1. The main features of AT89C52 microcontroller
(1) 4KB of reprogrammable Flash memory (erasable 1000 times).
(2) Full static operating frequency: 0~24Hz.
(3) The three-level program memory is confidential.
(4) 128 bytes of internal RAM.
(5) 32 programmable 1/O lines.
(6) Two 16-bit timers/counters.
(7) Six interrupt sources.
(8) Programmable full-duplex serial channel.
(9) On-chip clock oscillator.
AT89C52 is designed with static logic, its operating frequency can be reduced to 0Hz, and provides two power-saving modes that can be selected by software, namely, idle mode and power-down mode. In the idle mode, the CPU stops working, while the RAM, timer/counter, serial port, and interrupt system all continue to work. In the power-down mode, the on-chip oscillator stops working. Because the clock is “frozen”, all functions are suspended, and only the contents of the internal RAM are maintained until the next hardware reset.
AT89C52 has a high-gain inverting amplifier used to form an on-chip oscillator. Pins XTAL1 and XTAL2 are the input and output of this amplifier, respectively. This amplifier is also used as a feedback element and forms a self-excited oscillator with an external quartz crystal or ceramic resonator. The connection method of the oscillation circuit is shown in Figure 1.
An external quartz crystal (or ceramic resonator) and capacitors C1 and C2 form a parallel resonant circuit, which is connected to the feedback loop of the amplifier. Although there are no strict requirements on the value of the external capacitors C1 and C2, the size of the capacitor will affect the oscillator frequency, the stability of the oscillator, the rapidity of the start-up and the stability of the temperature. When connecting a quartz crystal, C1 and C2 generally take (30±10) pF. When an external ceramic oscillator is connected, C1 and C2 generally take (40±10) pF. This control system adopts quartz crystal oscillator, C1 and C2 take 30pF.

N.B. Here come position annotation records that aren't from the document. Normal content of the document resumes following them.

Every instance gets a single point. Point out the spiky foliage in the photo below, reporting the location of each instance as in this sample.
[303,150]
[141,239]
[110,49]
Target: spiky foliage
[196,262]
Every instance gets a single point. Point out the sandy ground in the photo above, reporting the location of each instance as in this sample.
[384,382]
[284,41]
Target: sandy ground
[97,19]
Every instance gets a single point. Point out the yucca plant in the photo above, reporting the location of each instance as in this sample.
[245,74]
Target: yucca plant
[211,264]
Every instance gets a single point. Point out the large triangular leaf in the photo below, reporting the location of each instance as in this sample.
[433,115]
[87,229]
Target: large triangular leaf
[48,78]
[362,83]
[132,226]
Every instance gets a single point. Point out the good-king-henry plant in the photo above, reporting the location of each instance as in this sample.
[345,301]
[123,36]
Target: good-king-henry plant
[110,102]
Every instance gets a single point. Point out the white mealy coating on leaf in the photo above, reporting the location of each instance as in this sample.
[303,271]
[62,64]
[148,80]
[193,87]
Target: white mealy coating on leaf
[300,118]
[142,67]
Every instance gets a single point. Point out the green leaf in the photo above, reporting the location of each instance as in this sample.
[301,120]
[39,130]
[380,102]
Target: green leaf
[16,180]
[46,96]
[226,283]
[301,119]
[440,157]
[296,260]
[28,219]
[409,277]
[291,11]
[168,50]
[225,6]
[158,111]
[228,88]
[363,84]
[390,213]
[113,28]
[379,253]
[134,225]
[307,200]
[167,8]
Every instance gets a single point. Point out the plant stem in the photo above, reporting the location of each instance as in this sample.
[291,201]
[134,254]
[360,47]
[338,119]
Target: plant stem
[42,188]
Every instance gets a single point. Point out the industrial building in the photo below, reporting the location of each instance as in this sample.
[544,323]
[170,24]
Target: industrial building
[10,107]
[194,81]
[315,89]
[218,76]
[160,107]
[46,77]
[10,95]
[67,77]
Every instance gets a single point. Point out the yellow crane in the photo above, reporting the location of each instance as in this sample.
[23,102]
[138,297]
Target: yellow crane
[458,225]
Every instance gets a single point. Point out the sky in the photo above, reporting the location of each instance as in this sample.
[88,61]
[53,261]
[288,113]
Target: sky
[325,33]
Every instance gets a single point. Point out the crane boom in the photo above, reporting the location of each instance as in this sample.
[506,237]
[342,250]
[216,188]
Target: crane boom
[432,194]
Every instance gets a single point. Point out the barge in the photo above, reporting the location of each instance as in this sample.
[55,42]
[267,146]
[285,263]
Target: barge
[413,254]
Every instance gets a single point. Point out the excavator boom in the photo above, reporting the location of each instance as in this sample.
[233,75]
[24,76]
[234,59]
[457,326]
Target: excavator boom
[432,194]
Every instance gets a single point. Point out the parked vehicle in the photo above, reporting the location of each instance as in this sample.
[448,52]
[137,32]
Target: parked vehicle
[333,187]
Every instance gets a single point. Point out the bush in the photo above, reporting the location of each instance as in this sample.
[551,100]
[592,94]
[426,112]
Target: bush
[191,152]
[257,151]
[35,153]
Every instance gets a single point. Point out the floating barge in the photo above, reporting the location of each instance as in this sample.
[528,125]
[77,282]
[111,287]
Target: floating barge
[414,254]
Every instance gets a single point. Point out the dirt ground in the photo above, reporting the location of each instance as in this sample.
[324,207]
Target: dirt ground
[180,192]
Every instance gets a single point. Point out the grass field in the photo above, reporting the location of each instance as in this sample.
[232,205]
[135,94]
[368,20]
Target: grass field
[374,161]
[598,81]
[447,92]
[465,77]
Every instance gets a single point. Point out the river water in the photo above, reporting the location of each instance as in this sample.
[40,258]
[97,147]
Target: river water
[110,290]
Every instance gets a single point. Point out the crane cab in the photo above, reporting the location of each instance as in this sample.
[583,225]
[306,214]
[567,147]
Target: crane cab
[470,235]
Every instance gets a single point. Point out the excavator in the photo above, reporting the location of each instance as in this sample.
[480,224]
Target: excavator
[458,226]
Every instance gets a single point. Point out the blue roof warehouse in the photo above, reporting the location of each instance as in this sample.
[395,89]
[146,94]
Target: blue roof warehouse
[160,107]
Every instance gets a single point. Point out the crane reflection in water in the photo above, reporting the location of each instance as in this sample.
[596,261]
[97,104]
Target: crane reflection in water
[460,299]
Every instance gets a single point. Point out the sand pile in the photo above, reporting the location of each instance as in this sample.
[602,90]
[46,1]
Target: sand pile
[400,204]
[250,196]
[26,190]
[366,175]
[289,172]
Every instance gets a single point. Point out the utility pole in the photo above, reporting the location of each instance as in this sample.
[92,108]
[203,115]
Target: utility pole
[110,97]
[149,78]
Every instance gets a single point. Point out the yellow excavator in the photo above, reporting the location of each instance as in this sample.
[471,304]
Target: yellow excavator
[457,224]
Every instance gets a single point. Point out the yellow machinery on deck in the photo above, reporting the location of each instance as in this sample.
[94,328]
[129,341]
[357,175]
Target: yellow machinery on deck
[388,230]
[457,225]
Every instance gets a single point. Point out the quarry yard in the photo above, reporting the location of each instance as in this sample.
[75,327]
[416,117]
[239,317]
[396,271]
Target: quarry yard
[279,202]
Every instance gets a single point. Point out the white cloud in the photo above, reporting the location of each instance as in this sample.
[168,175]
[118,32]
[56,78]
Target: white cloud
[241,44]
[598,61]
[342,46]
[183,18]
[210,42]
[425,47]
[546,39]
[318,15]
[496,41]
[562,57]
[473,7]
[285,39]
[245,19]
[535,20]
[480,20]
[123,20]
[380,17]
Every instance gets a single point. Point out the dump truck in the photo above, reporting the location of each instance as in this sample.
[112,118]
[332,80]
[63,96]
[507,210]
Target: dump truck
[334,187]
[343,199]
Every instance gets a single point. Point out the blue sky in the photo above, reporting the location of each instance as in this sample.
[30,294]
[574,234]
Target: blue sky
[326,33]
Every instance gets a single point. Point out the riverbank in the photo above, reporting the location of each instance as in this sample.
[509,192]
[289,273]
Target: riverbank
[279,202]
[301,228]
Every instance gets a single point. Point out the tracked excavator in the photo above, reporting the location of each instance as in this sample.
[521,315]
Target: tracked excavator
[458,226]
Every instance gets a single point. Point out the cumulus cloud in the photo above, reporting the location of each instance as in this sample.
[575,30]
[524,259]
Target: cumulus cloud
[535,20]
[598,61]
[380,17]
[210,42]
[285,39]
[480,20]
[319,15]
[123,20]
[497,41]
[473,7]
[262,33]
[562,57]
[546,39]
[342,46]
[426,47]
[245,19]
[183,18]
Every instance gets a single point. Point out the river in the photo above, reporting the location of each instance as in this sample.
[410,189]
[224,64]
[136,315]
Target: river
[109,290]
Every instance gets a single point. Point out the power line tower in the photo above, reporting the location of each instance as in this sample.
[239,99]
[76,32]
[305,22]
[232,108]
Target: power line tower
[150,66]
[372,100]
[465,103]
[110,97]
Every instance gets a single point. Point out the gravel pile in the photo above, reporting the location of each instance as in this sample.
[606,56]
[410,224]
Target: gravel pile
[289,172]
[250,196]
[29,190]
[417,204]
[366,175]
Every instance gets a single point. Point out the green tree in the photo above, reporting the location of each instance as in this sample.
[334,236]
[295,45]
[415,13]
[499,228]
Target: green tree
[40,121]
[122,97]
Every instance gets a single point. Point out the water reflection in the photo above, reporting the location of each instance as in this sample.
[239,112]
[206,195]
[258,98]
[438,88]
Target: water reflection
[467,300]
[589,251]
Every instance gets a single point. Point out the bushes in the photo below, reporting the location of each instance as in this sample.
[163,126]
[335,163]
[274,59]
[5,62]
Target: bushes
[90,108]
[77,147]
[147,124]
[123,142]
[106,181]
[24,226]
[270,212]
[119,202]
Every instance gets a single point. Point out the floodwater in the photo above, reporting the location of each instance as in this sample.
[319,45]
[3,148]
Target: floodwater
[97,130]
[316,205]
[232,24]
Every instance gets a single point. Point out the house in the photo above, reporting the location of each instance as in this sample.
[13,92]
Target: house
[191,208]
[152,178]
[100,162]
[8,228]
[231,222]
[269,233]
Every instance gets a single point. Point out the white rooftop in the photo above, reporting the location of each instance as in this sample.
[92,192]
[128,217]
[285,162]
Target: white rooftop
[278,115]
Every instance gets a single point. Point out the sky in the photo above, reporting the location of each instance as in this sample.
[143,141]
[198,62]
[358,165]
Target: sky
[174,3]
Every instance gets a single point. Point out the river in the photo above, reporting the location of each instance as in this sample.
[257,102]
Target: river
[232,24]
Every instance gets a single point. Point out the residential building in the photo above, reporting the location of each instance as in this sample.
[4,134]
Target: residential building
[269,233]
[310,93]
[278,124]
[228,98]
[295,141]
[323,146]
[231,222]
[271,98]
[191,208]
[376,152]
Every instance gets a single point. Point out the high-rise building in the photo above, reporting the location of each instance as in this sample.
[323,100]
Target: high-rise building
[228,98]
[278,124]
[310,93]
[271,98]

An external oscillator can also be used. The connection method using external oscillator is shown in Figure 2. At this time, the signal of the external oscillator is connected to the XTAL1 terminal, the input terminal of the internal clock generator, and the XTAL2 terminal is left unused.
3. The power-saving working mode of the CPU
AT89C52 has two power-saving modes that can be selected by software, namely idle working mode and power-down working mode. These two working modes are controlled by the PD (PCON.1) and IDL (PCON.0) bits in the dedicated register PCON (power control register).
PD is the power-down mode bit. When PD is 1, the power-down mode is activated, and IDL is the idle mode bit; when the IDL is 1, the idle mode is activated. If PD and IDL are 1 at the same time, the power-down mode is activated first.
This control system takes the P1 port of the single-chip microcomputer as the signal input terminal, and then connects the 0~6 sensors in sequence.
4. Clock circuit
Since the system needs to carry out some time-related controls, if a single-chip microcomputer is used for timing, it will cause larger errors over time. This requires the use of a real-time clock, and the control system uses the serial I²C/calendar chip HYM8563 produced by Wuhan Microelectronics Co., Ltd. HYM8563 is a low-power CMOS real-time clock/calendar chip. It provides programmable clock output, timer, alarm, interrupt output and power-down detector. All addresses and data are serially transmitted through the I²C bus interface, the maximum bus speed is 400kbits/s, and the working voltage range is 1.0~5.5V. Since the interrupt output and clock output of HYM8563 are both open-drain output, an external pull-up resistor is required.
There are 16 addressable 8-bit parallel registers inside HYM8563. The first two registers are used as control registers and status registers, 0FH is an 8-bit timer, controlled by the register (0EH), TD1 and TD0 are used to set the frequency of the timer (4096, 64, 1 or 1/60 Hz), and TE sets the timer on or off. TIE=1 is the timing interrupt enable control bit, TI/TP=0 is the interrupt signal low level/pulse mode selection. Therefore, set TE=1, TIE=1, TI/TP=0, set the frequency of the timer to 1/60Hz (ie 1min), set the time interval in 0FH, and set an interrupt when the timer counts down. The application mark is TF, and a low level is generated at the pin as an interrupt signal. The interrupt request flag is TF can only be cleared by software. When reading the timer, it returns the current countdown value.